Contemplating Oz: There is No Place Like Home

Life Notes—October 24, 2013 

  “And Jesus said to them, ‘Foxes have holes, and birds of the air have nests; but the Son of Man has nowhere to lay his head.’” Matthew 8:20

“Oh, Auntie Em, there’s no place like home!”  Dorothy Gale

Following a hit to the head with a window sent flying by a Kansas twister, Dorothy Gale leaves her dreary Kansas farm and finds herself in Oz.  The Land of Oz is beautiful, colorful, and mysterious.  It is home to munchkins and roads of yellow brick.  There are good witches and bad witches.  There are horses of a different color and forests full of lions and tigers and bears. Oh my!  Dorothy meets a few good and faithful friends in Oz, yet all she can think about is that she wants to go home.  For Dorothy, home was her familiar, if drab Kansas farm.

I am a homeboy.  Although I enjoy working and traveling, my heart never strays far from home.  I am always happy to see our house at the end of the gravel drive, regardless of whether I have been away for a week or an hour.  Even if the yard needs mowing and the trim needs painting, it is home and it is where I long to be.  Home is comfortable and familiar.  It is where I feel loved and accepted, in spite of my faults and frailties.  Early in the movie, Dorothy runs away from home believing her family does not understand her.  She wants to see new lands and meet new people.  Once in Oz—a new land with new people—she wants to return home.

There are many ways to view home.  For some it is the physical structure in which they eat and sleep.  For others it is the company of those who love and accept them.  For a soul, home is its earthly body.  In spite of their different natures, all earthly homes are temporary.  Houses crumble from age, burn to the ground, or blow away in tornadoes.  Our bodies weaken and die.  In Matthew, Jesus claims he has no earthly home.  He tells his followers they must leave behind everything that is comfortable and familiar.  That is not a comfortable thought for a homebody like me.

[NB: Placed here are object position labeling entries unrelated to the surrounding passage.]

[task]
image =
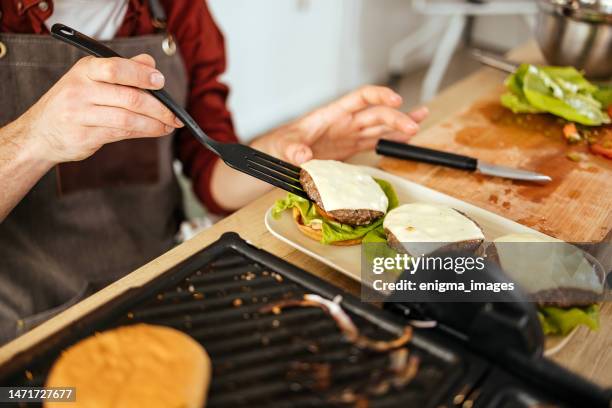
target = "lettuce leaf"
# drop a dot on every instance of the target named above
(561, 321)
(333, 231)
(562, 91)
(604, 96)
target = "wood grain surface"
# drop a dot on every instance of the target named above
(587, 353)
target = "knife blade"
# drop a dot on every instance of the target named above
(457, 161)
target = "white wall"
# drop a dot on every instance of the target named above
(288, 56)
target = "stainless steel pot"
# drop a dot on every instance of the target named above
(577, 33)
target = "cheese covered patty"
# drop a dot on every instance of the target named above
(343, 186)
(549, 267)
(420, 222)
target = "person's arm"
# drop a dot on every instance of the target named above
(337, 131)
(22, 164)
(94, 103)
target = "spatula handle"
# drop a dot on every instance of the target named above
(97, 49)
(422, 154)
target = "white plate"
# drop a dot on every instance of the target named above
(348, 259)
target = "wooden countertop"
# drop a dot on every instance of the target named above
(587, 353)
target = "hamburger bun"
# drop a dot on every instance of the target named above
(134, 366)
(317, 234)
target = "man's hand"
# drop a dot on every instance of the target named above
(349, 125)
(99, 101)
(337, 131)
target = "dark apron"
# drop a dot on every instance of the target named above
(85, 224)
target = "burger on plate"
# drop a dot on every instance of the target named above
(346, 202)
(564, 281)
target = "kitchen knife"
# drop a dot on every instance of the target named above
(425, 155)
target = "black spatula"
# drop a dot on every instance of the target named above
(240, 157)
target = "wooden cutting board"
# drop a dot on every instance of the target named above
(576, 206)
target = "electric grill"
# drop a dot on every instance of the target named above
(299, 357)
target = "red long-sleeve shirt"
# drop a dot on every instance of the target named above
(202, 47)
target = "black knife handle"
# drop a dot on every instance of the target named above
(422, 154)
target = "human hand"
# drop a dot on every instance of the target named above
(349, 125)
(98, 101)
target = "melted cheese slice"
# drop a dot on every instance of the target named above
(345, 187)
(430, 223)
(543, 263)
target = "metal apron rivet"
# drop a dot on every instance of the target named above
(169, 46)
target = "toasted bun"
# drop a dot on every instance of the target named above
(317, 235)
(134, 366)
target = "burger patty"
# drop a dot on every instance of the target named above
(472, 246)
(351, 217)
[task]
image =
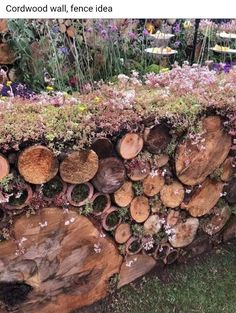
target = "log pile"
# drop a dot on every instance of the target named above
(142, 207)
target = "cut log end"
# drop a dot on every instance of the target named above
(59, 269)
(124, 195)
(79, 167)
(37, 164)
(153, 184)
(172, 195)
(157, 138)
(122, 233)
(129, 146)
(110, 176)
(103, 147)
(205, 198)
(4, 167)
(139, 209)
(184, 233)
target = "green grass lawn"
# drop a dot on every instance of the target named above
(205, 286)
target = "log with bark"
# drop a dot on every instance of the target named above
(153, 184)
(129, 146)
(79, 167)
(57, 261)
(157, 138)
(139, 209)
(184, 233)
(197, 158)
(4, 166)
(103, 147)
(172, 195)
(124, 195)
(204, 198)
(134, 267)
(37, 164)
(110, 175)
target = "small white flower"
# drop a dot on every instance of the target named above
(42, 225)
(97, 248)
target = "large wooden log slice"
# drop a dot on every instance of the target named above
(61, 257)
(4, 167)
(110, 176)
(135, 266)
(204, 198)
(37, 164)
(217, 221)
(79, 167)
(195, 162)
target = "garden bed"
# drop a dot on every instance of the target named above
(161, 149)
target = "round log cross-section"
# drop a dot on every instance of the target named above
(103, 147)
(4, 167)
(110, 176)
(129, 146)
(59, 259)
(139, 209)
(124, 195)
(37, 164)
(79, 167)
(157, 138)
(172, 195)
(204, 198)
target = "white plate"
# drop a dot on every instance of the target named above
(226, 35)
(160, 52)
(162, 36)
(223, 51)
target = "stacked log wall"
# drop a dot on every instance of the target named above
(143, 207)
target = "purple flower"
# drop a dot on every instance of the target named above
(55, 29)
(112, 27)
(89, 29)
(64, 50)
(131, 35)
(17, 89)
(104, 34)
(227, 68)
(176, 28)
(177, 44)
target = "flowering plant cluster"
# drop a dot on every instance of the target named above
(62, 121)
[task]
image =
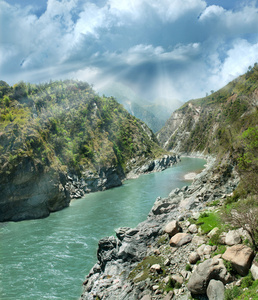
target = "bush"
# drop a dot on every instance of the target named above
(231, 294)
(247, 281)
(188, 268)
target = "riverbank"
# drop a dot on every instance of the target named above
(112, 277)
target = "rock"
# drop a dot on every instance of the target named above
(215, 290)
(172, 228)
(178, 278)
(212, 268)
(169, 296)
(155, 287)
(146, 297)
(193, 228)
(254, 270)
(204, 250)
(193, 257)
(196, 215)
(241, 258)
(107, 250)
(198, 240)
(213, 232)
(180, 239)
(155, 268)
(121, 231)
(232, 238)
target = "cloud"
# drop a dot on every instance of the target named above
(174, 48)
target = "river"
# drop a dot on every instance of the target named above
(49, 258)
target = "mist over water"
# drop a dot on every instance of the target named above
(49, 258)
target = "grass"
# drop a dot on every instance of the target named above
(207, 221)
(142, 270)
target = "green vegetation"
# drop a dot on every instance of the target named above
(207, 221)
(244, 214)
(246, 291)
(225, 123)
(65, 125)
(142, 270)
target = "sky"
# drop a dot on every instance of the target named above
(171, 49)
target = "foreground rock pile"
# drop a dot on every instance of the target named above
(167, 257)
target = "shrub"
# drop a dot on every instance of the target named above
(188, 268)
(232, 293)
(247, 281)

However, Jesus does not call us to homelessness or friendlessness.  Rather, he calls us to a new home and a new community, an eternal home known as the kingdom of God.  Just as we cannot live in two structures at the same time, we cannot simultaneously be home on earth and home with God.  Home is where the heart is and God desires that part of us.  Dorothy could not be home in Kansas and home in Oz—she had to make a choice.  Jesus calls us to make a choice, too.

Come home to church this Sunday.  After all, there is no place like home.